Why you shouldn't be using opportunities you got from a random stranger on the internet

I like Craigslist.
I like the connections and the ideas and projects.
There's another place where artists and writers collaborate and gig and get employed, it's called everywhere.
So pick up what's on the news stands and floating around the coffee shops where you live, and see if they'll let you submit to that. Find a local artist/writer to emulate--look at their biography or resume. Where did they send their work?
Sending your work to my motley assemblage of publishers (and ..."publishers") is okay, as a supplement to participating in the creative community where you are.
Your personal experience or identity probably could propel you into a few creative communities, too. I like this blog and the idea behind it, but nobody needs this.

This is my disclaimer. This blog is not how you get published. I am not a lawyer and this does not constitute sound legal advice--I am not an editor and these do not constitute sound opportunities to get published.

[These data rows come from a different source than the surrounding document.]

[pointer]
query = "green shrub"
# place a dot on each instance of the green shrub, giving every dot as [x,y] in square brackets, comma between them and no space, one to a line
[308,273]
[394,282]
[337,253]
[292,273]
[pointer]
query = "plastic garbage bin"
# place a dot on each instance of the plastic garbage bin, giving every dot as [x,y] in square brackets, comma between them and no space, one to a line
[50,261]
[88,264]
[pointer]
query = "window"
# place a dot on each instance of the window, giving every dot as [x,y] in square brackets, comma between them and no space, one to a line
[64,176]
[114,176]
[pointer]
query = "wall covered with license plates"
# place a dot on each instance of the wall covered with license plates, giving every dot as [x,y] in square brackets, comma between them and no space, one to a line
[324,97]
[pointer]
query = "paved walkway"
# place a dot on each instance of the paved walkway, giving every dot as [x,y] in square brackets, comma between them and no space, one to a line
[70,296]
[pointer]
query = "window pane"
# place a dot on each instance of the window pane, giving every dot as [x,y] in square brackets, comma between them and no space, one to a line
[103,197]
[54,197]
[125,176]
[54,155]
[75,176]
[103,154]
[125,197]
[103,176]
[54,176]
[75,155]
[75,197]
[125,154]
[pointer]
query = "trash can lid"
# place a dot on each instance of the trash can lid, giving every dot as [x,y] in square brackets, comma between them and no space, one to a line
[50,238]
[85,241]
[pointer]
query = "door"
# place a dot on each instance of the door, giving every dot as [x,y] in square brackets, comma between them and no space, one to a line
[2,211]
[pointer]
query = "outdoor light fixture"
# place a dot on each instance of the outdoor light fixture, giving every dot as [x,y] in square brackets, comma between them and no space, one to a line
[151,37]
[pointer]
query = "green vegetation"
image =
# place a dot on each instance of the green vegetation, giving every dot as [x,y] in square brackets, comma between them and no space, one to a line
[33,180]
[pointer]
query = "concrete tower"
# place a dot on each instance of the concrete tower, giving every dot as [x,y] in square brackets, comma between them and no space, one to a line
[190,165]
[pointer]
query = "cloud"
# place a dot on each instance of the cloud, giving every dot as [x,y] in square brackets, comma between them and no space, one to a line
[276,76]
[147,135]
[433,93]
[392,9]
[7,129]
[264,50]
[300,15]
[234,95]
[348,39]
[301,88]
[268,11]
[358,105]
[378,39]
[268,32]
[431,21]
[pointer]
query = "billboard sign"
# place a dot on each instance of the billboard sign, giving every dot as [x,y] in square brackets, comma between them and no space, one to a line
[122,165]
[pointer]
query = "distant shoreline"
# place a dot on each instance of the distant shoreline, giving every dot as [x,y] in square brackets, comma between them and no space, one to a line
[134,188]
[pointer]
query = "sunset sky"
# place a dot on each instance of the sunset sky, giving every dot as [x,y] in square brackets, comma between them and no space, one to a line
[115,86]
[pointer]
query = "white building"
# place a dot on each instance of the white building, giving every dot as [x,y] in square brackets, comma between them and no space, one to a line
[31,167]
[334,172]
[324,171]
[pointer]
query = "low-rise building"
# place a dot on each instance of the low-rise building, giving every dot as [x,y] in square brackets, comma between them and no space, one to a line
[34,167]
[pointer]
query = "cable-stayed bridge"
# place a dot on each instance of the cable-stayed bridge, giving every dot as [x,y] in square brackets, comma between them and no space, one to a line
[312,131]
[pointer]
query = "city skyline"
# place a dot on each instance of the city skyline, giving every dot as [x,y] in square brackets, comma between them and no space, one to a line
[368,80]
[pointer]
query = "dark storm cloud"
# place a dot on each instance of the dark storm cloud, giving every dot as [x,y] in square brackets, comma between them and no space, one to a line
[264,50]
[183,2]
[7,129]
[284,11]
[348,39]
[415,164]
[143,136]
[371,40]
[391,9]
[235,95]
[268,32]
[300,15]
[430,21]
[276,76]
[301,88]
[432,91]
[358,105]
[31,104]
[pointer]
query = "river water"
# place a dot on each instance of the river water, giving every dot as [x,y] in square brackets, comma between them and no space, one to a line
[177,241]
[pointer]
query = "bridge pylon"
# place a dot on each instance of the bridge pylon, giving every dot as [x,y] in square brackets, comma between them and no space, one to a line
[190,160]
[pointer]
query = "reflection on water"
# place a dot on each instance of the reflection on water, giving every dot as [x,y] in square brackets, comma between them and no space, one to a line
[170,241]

Stephen King said that anyone who doesn't have time to read, doesn't have the time or the capacity to write. So be a patron of the arts and submit your stories to the rags that you read and your visual art to the galleries that you visit, put your bucket down where you are* because even if you're dying of thirst there's a good chance you're floating in fresh water.

That said, a lot of the old writer's block for me is the knowledge that I'm trying to make a story for my favorite rag, and I'm 2/3rds sure they should never accept it. I used to draw on used paper just to make sure that I was improving the paper instead of making it worse.
Blogs like this can feed an inferiority complex--I'm encouraging you to send to sketchy small press operations off of Craigslist instead of telling you all to submit to The New York Times.
But sometimes I need to trick my inferiority complex. Making work for small time people who don't pay at all is fine with my inferiority complex, but I can write and edit and do my best, and I can say, inferiority complex, I wrote this for that ad on Craigslist, but it really feels more like the Times to me.


*This references an allegorical story you can easily look up.